A string of Christmas weekend fires has Winnipeg community activist Sel Burrows concerned. He said he is hoping to see more fire prevention efforts in the New Year.
Between the evening of Dec. 24 and the morning of Dec. 25, a total of five significant fires took place, according to the city.
Notably, a fire shortly after 4 a.m. Christmas Day at a six-storey building on Qu’Appelle Avenue left 42 residents displaced and six people hospitalized, including three in critical condition.
“Well, it tells us that our older housing stocks are in danger,” Burrows said.
Burrows said he’s seen improvements even since the fall, with a task force collaborating to prevent fires in abandoned buildings, but the work far outweighs the resources.
“We’ve got 2,000 units of vacant housing out there that need to be fixed, and many of these fires are there,” Burrows said.
The city told Global News this summer there were 64 fires in vacant buildings in 2021, more than double the year previous.
In 2023, Burrows wants to see these properties secured, including those owned by the city.
“The city real estate department isn’t following the bylaw department’s rules.
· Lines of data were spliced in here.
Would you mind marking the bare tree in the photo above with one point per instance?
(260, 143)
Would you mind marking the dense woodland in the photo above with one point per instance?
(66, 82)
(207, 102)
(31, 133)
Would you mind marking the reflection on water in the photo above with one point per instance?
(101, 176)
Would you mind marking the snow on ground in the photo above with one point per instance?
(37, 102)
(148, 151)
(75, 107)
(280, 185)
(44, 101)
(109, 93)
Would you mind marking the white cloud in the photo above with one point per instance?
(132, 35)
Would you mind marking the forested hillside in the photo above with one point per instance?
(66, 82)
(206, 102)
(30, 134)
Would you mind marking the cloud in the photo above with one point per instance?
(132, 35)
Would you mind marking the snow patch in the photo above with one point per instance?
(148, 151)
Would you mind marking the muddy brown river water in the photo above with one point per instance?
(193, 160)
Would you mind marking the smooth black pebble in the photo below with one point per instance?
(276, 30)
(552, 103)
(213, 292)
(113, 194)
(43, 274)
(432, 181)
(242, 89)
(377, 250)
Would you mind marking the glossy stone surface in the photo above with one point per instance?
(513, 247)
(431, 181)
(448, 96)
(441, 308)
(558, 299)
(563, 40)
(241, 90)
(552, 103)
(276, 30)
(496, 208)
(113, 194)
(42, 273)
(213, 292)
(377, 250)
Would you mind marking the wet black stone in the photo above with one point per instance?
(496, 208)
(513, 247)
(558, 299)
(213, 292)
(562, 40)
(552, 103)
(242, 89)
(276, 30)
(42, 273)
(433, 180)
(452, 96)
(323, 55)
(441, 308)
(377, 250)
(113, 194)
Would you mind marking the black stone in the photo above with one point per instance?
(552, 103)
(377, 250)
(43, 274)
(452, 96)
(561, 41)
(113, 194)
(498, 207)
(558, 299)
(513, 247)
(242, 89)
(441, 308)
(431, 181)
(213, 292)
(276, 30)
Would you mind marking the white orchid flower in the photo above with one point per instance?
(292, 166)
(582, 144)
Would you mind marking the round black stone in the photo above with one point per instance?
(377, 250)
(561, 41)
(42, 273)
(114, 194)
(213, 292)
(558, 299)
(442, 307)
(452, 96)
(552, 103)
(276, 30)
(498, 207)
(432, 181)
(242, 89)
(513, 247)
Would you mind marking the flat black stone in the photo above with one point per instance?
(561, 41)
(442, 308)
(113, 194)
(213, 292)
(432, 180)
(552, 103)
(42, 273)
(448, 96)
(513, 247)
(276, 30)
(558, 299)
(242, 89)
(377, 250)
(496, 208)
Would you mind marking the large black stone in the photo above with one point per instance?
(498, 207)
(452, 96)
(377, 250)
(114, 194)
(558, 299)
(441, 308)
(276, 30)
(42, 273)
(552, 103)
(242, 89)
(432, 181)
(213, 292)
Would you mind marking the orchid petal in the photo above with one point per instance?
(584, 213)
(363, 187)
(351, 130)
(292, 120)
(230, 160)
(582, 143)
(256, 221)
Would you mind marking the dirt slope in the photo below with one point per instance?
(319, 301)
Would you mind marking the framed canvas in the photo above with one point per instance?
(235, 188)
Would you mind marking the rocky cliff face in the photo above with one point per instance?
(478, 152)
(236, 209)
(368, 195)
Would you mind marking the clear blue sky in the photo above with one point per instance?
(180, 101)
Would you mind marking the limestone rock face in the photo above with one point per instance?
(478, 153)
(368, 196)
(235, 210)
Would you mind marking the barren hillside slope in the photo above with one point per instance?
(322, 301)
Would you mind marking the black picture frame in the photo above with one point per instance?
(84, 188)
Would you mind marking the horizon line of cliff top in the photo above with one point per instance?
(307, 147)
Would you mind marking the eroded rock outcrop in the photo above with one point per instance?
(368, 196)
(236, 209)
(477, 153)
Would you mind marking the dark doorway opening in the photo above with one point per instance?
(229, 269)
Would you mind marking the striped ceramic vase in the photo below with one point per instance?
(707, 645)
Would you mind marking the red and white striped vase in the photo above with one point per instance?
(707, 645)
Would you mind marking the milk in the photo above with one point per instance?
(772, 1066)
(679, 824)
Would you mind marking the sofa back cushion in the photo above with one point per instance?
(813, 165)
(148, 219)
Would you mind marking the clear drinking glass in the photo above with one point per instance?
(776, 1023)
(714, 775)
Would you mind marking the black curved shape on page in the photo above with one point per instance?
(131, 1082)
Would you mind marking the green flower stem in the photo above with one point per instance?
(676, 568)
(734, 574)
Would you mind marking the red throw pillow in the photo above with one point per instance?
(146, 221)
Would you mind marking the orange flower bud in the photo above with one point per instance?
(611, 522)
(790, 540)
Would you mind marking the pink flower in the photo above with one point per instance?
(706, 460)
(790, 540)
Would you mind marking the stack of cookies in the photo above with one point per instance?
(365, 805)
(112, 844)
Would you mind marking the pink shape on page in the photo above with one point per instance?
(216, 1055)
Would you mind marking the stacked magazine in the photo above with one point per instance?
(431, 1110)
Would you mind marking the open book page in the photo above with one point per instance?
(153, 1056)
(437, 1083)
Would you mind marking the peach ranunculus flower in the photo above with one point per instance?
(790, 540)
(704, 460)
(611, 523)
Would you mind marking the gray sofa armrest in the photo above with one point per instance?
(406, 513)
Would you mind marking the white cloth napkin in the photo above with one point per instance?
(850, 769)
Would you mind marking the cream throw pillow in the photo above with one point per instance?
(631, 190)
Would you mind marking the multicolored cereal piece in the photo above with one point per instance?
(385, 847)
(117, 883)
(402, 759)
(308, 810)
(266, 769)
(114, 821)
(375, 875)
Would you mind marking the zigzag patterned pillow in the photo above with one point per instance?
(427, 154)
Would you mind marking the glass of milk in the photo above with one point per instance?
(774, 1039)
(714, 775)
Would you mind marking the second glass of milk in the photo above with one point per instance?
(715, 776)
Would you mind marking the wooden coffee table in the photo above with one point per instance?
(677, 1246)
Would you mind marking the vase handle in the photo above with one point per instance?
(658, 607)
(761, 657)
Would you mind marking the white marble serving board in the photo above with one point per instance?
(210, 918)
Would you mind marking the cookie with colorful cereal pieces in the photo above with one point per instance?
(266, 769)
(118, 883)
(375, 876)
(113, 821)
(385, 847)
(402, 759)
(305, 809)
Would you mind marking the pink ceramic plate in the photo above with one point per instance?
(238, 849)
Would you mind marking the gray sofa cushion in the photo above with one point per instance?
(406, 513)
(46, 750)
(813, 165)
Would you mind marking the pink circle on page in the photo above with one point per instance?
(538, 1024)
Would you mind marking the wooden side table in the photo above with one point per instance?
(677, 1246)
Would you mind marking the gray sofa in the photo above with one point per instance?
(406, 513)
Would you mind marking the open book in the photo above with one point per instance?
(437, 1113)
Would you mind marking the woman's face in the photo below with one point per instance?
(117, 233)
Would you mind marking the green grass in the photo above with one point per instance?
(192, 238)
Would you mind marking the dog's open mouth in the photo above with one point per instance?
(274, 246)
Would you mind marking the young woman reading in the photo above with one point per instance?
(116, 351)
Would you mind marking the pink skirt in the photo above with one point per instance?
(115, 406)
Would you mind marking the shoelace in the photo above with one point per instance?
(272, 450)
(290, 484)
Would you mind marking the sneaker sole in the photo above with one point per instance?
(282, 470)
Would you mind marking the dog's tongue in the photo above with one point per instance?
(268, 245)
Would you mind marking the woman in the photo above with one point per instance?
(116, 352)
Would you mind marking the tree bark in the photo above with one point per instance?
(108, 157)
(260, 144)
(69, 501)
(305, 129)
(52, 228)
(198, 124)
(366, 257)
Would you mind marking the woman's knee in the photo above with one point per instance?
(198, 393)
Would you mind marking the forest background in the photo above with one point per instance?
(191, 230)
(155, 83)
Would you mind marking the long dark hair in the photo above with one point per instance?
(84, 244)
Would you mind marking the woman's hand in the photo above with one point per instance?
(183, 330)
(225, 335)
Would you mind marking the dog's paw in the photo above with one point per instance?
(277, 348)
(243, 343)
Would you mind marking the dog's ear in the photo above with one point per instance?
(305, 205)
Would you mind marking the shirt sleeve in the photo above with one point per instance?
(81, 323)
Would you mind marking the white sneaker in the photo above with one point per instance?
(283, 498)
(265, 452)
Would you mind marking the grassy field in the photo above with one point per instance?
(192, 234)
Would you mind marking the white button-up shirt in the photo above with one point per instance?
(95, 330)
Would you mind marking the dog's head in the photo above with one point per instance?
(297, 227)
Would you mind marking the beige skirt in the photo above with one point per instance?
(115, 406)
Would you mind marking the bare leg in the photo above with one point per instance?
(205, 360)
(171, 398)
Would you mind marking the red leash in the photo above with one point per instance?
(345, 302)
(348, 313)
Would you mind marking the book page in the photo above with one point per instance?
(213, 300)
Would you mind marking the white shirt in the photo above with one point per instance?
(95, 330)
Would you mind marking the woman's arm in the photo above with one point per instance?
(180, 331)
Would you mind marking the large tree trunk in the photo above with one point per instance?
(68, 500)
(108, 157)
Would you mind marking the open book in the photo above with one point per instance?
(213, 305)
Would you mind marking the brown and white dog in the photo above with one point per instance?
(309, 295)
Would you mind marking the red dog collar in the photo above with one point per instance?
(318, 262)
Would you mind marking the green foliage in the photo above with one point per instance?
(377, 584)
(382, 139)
And so we’ve had several (fires), at least two that I know of. City-owned, vacant houses burned.”
Burrows also mentioned the fire risk posed in the winter when people attempt to heat up older buildings.
“You get the issues like when you hit the 26 below and the landlord hasn’t kept the heat up, somebody goes out and buys an old secondhand heater that tips over at night and causes a fire.”
“The fire department’s identified a major cause of fires. You know, when it gets really cold, people turn their stove on, they turn everything on to try and keep hot and the wires overload.
“So those are two things that the city needs to take the initiative to get the province to ban older heaters and to work with hydro.”
Burrows hopes the city’s new mayor will address with resources and programming for inner-city youth, which he said are desperately needed. “We cannot afford to have more inner-city housing lost to fire.”
“We have too many homeless already and it’s the marginally housed that live in these apartment blocks and places that burn.”